[Feature]: Deterministic burner accounts

[rsodre]

Feature Request

Problem: New burner accounts are always created with a random keys and address, stored on the browser.

That causes many drawbacks:

• Users need to be aware of their accounts' vulnerabilities, export, and store keys securely.
• If the browser data is cleaned and the private key is lost, the account and assets are also lost.
• Recovering one address requires the technical ability to dig into a block explorer and find the deployment transaction.
• Increases support occurrences from users who don't know where their keys are and/or lost their accounts
• Terrible user experience

We don't want to expose players to another security risk and we don't want players to lose assets.

From one seed phrase, Ethereum and Starknet wallets always create the same account address sequence wherever they are recovered. Understanding the importance of their seed phrase and storing them securely is something every user needs to understand and be comfortable with before starting to interact with on-chain games.

Proposed Solution

I propose implementing Deterministic Burner Accounts, from a a seed and an index, similar to Ethereum and Starknet wallet accounts.

Obviously, we don't want access to players' seeds and keys!
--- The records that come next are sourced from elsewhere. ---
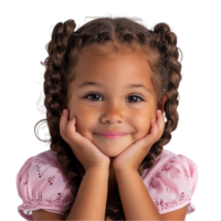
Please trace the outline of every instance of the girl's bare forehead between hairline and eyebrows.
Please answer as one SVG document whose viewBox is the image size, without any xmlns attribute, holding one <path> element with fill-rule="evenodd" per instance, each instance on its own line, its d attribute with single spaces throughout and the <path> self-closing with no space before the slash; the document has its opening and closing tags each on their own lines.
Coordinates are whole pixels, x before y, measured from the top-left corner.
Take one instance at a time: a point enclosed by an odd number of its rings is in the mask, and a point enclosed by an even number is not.
<svg viewBox="0 0 221 221">
<path fill-rule="evenodd" d="M 110 51 L 109 49 L 95 50 L 90 48 L 81 54 L 76 65 L 76 81 L 99 77 L 127 81 L 128 77 L 149 81 L 151 70 L 140 51 Z M 126 78 L 125 78 L 126 77 Z"/>
</svg>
This is the proposed workflow:

• Request player to sign a specific message, known by the game developers
• The signature is never stored or displayed to the player.
• Use @scure/bip32 to create keypairs and addresses
• Deploy, fund, and use accounts to play the game
• Players do not need to securely store their keys
• Browser data can be deleted at any time, for security concerns
• Anywhere player connects their wallets, by signing the same message, their accounts and keys can be recovered and used.

The solution I'm working on includes:

• Passing optional seed and index to the burner manager create() method
• Simulate account address generation with a new burner manager generateKeysAndAddress () method
• Key derivation implementation using @scure/bip32
• Storing the account index, master account, and metadata (signed message contents) to the burner storage

Alternatives

None, currently we can only create random burner accounts.

Related Code

• BIP-32 Hierarchical Deterministic Wallets details how to create accounts from a seed and index
• Someone drafted a proposal for Account keys and addresses derivation standard on Starknet
• ArgentX uses this technique for key derivation. how

Additional context

No response

If the feature is accepted, would you be willing to contribute it?

• [X] Yes I would be willing to contribute

[rsodre]

This solution is already working on this branch, to be pulled soon: https://github.com/rsodre/dojo.js/tree/deterministic-burners

If this feature is accepted, please assign it to me.